Still, when a Democratic national campaign wins just over two out of five American ballots and loses just under 98 percent of the electoral votes, it's reasonable to conclude that, along the way, the losing Democratic campaign made a couple of mistakes, beyond putting the wrong color on the bumper stickers. The single, biggest mistake made by candidate Mondale and his campaign was the failure to endorse and to embrace the Fair Tax plan of Sen. Bill Bradley (D-N.J.) and Rep. Dick Gephardt (D-Mo.).

There was a strong case to be made, and it was made, for Mondale to support the base-broadening, loophole- closing, rate-lowering Bradley-Gephardt plan, which promised if not to soak, at least to rinse the rich. In October, two-thirds of the voters believed that regardless of who was elected president, taxes would have to be raised in order to reduce the deficit. At that same time, the principal reason given by voters for not voting for Mondale was their expressed concern that he would raise taxes almost as a first resort.

Between one-quarter and one-fifth of the nation's voters -- both distressingly high scores -- then believed that the Democratic nominee was too much influenced by labor unions and that he was the captive of special interests. To complete the indictment, in the primaries Mondale had been tagged as a "candidate of the past." The Democrats urgently needed a "future" issue that would allow Mondale to seize the campaign offensive and to rebut these serious negatives.

Then, as now, no demographic or geographic (or telegraphic, either) group favored raising taxes. But Mondale could have grabbed the offensive by advocating fairness while asking: Why hasn't the president, in four long years, ever done anything to eliminate those flagrant loopholes that were written at the behest of the Very Rich? The position of no cuts in Social Security and Medicare was then only slightly more appealing to voters than was the favoring of a new tax system so that wealthy individuals and corporations would pay a bigger share than they do now. And, of course, by pledging not to cut Social Security benefits, the president could neutralize that sensitive issue. Which, of course, is what Reagan did do.
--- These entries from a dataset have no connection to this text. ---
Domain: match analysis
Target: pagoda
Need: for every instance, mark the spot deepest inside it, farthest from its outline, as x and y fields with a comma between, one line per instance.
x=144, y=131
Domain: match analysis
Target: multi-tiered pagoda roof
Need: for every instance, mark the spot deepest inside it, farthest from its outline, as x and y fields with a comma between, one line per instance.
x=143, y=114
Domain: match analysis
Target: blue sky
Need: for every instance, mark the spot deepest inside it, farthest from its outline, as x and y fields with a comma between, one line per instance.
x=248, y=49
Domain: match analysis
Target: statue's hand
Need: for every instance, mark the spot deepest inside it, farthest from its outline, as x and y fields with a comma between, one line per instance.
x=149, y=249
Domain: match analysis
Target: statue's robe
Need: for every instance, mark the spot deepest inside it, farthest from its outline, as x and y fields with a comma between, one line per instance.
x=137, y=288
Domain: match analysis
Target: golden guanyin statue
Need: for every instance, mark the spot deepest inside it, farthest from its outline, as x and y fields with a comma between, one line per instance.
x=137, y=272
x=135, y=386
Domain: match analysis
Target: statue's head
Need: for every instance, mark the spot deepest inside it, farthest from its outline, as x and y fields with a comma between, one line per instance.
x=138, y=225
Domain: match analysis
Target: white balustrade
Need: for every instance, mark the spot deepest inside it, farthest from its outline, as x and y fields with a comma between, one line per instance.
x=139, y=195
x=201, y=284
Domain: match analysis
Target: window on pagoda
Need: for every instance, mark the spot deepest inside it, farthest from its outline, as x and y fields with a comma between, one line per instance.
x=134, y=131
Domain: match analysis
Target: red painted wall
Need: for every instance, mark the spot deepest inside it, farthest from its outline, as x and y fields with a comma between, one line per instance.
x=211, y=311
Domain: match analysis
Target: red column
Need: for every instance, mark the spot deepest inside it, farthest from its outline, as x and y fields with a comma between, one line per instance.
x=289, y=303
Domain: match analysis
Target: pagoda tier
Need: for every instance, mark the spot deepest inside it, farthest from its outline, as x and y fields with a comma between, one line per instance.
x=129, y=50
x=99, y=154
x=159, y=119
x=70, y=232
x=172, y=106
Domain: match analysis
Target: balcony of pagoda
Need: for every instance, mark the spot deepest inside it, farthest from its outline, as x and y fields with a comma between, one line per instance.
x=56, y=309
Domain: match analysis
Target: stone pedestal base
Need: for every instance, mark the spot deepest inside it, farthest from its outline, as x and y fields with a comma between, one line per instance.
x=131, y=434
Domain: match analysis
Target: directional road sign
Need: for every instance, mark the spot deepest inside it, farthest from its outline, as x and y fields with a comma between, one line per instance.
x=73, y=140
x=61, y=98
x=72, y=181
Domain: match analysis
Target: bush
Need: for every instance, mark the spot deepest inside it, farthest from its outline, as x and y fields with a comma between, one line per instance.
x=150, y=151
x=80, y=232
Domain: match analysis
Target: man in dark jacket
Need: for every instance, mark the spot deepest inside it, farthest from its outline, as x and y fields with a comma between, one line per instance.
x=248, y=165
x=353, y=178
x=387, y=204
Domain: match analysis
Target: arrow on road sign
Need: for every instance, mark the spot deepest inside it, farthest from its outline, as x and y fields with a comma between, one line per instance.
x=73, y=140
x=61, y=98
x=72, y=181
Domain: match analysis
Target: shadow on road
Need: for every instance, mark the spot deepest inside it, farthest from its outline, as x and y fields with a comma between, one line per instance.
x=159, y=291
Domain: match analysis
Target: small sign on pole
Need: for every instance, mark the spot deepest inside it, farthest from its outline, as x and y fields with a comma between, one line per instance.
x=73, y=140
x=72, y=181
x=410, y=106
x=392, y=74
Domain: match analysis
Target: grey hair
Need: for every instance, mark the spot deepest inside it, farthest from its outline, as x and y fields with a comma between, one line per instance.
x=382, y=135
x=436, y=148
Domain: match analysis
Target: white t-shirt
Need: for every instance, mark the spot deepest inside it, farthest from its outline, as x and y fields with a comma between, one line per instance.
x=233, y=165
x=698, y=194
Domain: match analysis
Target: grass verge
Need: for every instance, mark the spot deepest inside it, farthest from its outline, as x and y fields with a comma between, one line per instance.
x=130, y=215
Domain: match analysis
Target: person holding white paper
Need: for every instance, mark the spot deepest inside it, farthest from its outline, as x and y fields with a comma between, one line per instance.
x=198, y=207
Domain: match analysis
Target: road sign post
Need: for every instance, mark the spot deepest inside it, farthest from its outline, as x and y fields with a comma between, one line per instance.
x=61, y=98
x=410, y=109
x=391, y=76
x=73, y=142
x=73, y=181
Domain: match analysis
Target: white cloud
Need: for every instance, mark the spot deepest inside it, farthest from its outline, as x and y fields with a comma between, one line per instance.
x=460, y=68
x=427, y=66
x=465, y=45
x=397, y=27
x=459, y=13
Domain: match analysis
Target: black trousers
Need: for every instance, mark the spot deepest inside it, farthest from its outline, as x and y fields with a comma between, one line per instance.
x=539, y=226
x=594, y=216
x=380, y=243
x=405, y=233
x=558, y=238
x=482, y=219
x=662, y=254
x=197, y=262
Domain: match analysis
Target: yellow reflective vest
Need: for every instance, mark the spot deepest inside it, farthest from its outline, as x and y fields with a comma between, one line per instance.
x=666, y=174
By publicly emphasizing the Bradley- Gephardt plan, Mondale could have won middle-class support, taken on the special interests, helped his own struggling candidacy and, most important, made tax simplification and tax fairness a Democratic issue. It would have been a valuable legacy and advantage to leave his party. As it is, the ever more urgent issue of tax fairness belongs to neither party right now and can be claimed by Reagan for the Republicans.

Whether it was, as some of his loyalists insist, chronic caution and confirmed habit that prevented Mondale from acting boldly or the Minnesotan's conviction that a $60 billion tax increase (for which Bradley-Gep was imperative, the Democratic nominee did not follow the advice of many of his top political people. It was a large mistake in the campaign year of 1984, which looms as an even larger mistake in the critically important political year of 1985, when Ronald Reagan has the options and the Democrats have only a fragile hold on an issue that might have proved their commitment to the nation's middle class and to economic growth.